I. Legal framework
Constitutional privacy and data protection framework
Slovakia's 1992 Constitution provides for privacy, data protection, and secrecy of communications. Article 16 states, "(1) The inviolability of the person and its privacy is guaranteed. It can be limited only in cases defined by law." Article 19 states, "(1) Everyone has the right to the preservation of his human dignity, personal honour and good reputation, and the protection of his name. (2) Everyone has the right to protection against unwarranted interference in his private and family life. (3) Everyone has the right to protection against the unwarranted collection, publication, or other illicit use of his personal data." Article 22 states, "(1) The privacy of correspondence and secrecy of mailed messages and other written documents and the protection of personal data are guaranteed. (2) One must not violate the privacy of correspondence and the secrecy of other written documents and records, whether they are kept in private or sent by mail or in another way, with the exception of cases to be set out in a law. Equally guaranteed is the secrecy of messages conveyed by telephone, telegraph, or other similar means."1
Privacy and data protection laws and regulations
The Personal Data Protection Act No. 428/2002 Coll. (PDPA) repealed the Act No. 52/1998 Coll. on Protection of Personal Data in Filing systems.2 The PDPA brings Slovak data protection into line with the European Parliament and Council Directive 1995/46/EC on the protection of individuals with regard to the processing of personal data and on the free movement of such data.3
Amendments to the PDPA over the years have brought Slovakia's data protection scheme into compliance with the EU Directive.

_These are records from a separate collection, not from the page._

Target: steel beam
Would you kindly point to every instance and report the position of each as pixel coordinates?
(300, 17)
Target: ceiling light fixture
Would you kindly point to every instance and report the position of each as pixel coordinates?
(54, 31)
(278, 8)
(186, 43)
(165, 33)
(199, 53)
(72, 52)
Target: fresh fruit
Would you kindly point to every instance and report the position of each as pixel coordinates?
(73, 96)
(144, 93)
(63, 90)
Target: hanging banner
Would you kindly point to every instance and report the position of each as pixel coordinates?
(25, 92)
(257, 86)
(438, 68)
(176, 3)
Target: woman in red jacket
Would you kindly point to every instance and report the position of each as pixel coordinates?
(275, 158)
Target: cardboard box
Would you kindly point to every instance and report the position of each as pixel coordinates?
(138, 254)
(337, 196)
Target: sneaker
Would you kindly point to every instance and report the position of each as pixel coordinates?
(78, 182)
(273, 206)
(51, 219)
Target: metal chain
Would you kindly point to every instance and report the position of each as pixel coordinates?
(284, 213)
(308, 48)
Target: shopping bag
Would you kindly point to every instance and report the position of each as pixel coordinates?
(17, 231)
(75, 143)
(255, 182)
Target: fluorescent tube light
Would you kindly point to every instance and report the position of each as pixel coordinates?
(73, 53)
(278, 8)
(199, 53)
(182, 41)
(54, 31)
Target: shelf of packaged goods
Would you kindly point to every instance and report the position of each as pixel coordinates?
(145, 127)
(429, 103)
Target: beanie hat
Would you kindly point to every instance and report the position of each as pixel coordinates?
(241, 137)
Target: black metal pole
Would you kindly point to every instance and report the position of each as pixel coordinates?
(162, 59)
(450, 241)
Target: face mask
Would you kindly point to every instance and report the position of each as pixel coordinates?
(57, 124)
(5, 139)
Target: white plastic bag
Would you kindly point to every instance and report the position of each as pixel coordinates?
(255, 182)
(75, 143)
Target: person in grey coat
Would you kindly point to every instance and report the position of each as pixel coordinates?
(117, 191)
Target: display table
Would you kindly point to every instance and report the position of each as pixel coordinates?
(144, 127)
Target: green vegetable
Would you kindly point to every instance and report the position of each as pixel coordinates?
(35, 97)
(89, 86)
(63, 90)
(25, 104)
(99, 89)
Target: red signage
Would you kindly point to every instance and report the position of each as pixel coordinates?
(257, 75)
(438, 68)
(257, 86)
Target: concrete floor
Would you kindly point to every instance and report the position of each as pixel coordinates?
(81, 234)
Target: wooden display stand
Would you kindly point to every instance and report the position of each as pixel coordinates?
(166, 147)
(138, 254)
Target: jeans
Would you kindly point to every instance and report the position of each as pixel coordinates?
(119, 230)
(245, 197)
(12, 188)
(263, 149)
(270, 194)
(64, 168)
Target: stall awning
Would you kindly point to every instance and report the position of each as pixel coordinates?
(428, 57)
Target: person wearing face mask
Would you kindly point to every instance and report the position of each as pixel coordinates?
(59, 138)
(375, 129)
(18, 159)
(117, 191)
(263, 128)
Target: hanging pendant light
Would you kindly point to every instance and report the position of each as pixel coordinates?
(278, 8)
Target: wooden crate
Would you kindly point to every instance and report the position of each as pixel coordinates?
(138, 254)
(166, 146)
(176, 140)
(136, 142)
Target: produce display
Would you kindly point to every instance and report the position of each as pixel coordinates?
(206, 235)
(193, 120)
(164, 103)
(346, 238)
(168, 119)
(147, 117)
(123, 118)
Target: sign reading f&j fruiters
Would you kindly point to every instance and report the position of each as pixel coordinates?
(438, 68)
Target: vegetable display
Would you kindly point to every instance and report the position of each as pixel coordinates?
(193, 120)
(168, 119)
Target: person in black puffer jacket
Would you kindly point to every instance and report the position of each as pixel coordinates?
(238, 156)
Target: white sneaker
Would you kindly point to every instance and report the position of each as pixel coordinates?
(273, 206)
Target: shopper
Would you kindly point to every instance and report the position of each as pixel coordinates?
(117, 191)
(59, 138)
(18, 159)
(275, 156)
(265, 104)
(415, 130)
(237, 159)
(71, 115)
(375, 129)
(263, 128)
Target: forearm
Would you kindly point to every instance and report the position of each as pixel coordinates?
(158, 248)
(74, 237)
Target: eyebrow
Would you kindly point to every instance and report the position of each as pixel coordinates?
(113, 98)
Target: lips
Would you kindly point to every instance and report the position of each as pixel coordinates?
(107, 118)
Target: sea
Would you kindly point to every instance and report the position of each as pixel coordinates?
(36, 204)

The PDPA limits the collection, disclosure, and use of personal information by government agencies and private enterprises either in electronic or manual form. In addition to establishing the Office for Personal Data Protection of the Slovak Republic (OPDP), the amendments provided data subjects with the right to obtain a copy of their data from the controller.4 The last material amendment of the PDPA was carried out in 2005 by Act No. 90/2005 Coll.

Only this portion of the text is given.